O cómic europeo con trasfondos sociales lacrimógenos, horriblemente mal dibujados (”trazo experimental” dicen), mal narrados y horriblemente demagógicos…eso sí, muy comprometidos.
Egócrata
Noviembre 6, 2009
5:32 am
MG, vamos a tener que convocar a las dos féminas que habitan y escriben en P.I.F.I.A. y son poldavas de pura cepa. He dicho.
(y porras, estoy casado. Hay frikis ahí fuera, en serio)
mg
Noviembre 6, 2009
11:08 am
Egócrata, no sé por qué aún no han conminadas a ingresar en el Partido, la verdad.
Erpablillo
Noviembre 6, 2009
1:59 pm
Mi crimen: la serie completa de Daredevil de Romita y Nocenti regalada a un sobrino para nunca más verla, sniff.
Creu
Noviembre 9, 2009
10:24 am
Yo, confieso; soy un friqui de absolutos; cuando empece con los comics, compraba todas las colecciones de Marvel que llegaban a la tienda (unas doce, vivo en Almería no en Madrid), por desgracia mi kiosquero se dio cuenta del filón y empezo a traer más hasta desnivelar del todo mi economia (maldito despertar mutante). Dado que no soy capaz de moderar mis impulsos consumistas cuando se trata de mis fricadas, no tuve más remedio que deshacerme de toda la drogaina comiquera para evitar una recaida. Y seis cajas de tomates con toda mi colección viajarón de mi casa a la de mis cuñados para perderse para siempre.
Algo similar me paso con las Magic, cuando decidi cortar con ese vicio malsano ya tenía todas las cartas blancas y rojas (de tercera y cuarta ed.), y de las demas me faltaban apenas unas veinte para terminar la colección completa.

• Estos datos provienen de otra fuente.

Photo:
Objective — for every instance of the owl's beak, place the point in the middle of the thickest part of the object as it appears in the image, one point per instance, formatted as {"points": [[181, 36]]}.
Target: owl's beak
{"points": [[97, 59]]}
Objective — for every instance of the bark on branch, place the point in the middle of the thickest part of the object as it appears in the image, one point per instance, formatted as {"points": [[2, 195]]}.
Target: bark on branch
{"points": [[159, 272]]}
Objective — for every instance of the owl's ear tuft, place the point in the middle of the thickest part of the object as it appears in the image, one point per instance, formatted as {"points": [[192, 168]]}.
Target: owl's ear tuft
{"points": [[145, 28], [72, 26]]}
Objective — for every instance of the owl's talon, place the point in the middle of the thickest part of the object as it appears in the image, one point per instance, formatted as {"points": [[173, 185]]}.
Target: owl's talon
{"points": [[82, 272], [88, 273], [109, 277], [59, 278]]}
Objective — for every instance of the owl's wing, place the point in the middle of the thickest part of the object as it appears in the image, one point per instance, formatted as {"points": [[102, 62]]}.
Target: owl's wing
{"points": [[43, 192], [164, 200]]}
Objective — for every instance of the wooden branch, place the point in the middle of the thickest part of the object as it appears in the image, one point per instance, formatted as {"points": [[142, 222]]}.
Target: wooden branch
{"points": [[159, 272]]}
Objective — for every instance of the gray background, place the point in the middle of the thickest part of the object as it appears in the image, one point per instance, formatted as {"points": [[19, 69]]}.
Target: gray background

Si ademas tenemos en cuenta que yo jamas compraba una carta, si no que las obtenia de sobres y cambios, imaginaos el nivel de gasto (bueno no es necesario… unos veinte mil duros mensuales). También tuve que acabar con ello por el mismo prcedimiento… y mis cuñados tubieron unos años de reinado de terror entre sus amigos magiqueros (no veas el juego que dan 4 tierras dobles de cada).
J
Noviembre 10, 2009
9:34 am
Ah, el completismo es la modalidad particular de hybris del friki. Yo llegué a hacer la colección entera de “Los caballeros de Pendragon” por puro pundonor.